The Land • Somewhere near Nephi, three major land forms come together: the Colorado Plateau, Rocky Mountains, and Basin and Range. This gallery reveals the forces that formed these regions over millions of years and explains Utah's striking geological strata, including the sandstone, granite, slate and the limestone that has yielded rich troves of fossils.
Lake and Sky • The Great Salt Lake, Utah's signature body of water, is the saline remnant of an inland sea called Lake Bonneville that drained thousands of years ago. The new museum is built above a bench formed by Bonneville's old shoreline. The Lake gallery captures this history as well as the Great Salt Lake's amazing chemical properties and wildlife. The Sky is an indoor-outdoor observatory that spills onto a rooftop deck where visitors can appreciate the weather and views of the mountains, valley and, of course, the lake.

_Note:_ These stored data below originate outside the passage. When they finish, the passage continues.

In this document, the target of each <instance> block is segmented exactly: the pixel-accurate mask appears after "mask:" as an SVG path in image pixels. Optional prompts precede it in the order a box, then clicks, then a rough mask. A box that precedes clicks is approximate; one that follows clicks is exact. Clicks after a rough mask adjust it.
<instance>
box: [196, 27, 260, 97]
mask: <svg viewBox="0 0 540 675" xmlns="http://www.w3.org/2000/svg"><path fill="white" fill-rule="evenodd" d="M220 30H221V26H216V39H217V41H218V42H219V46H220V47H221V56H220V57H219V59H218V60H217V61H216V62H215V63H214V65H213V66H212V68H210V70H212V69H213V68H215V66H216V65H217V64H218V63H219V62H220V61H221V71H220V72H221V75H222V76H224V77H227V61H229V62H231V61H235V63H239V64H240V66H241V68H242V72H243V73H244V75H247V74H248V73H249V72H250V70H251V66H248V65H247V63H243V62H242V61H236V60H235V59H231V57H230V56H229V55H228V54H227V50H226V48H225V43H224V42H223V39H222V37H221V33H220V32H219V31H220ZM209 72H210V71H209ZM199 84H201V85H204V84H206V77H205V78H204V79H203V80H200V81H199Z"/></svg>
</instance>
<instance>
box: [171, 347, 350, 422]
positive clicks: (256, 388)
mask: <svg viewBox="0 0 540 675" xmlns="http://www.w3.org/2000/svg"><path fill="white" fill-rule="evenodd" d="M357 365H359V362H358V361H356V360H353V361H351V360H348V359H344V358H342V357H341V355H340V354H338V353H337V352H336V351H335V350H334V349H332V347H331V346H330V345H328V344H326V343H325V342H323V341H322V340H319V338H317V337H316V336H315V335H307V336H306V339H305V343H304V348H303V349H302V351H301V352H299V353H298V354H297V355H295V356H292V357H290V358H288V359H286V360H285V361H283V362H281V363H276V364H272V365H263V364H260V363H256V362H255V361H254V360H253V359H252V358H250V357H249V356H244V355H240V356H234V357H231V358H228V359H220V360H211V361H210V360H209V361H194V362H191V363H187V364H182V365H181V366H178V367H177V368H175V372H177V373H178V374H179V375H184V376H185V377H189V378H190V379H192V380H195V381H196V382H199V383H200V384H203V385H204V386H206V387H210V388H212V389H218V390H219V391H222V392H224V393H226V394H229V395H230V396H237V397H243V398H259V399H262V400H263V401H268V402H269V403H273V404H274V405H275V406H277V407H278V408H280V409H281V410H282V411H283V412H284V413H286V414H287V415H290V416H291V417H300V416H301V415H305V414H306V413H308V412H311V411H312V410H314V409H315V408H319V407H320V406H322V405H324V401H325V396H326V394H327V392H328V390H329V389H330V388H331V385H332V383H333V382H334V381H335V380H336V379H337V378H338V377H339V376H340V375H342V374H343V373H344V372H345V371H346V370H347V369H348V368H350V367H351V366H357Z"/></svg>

Past Worlds • With its bones, bones and more bones, this gallery covers the past 225 million years, from the Jurassic to the Pleistocene. One wall is covered with the frilled skulls of dinosaurs called ceratopsids, famous for their horns and beaks, arranged to show their evolutionary relationships. Skeletons of early Eoncene mammals and the dinosaurs that came before are mounted in dynamic poses reflecting current knowledge. The mount of a gryposaurus contains feature real bone recovered from Grand Staircase Escalante National Monument, rather than casts.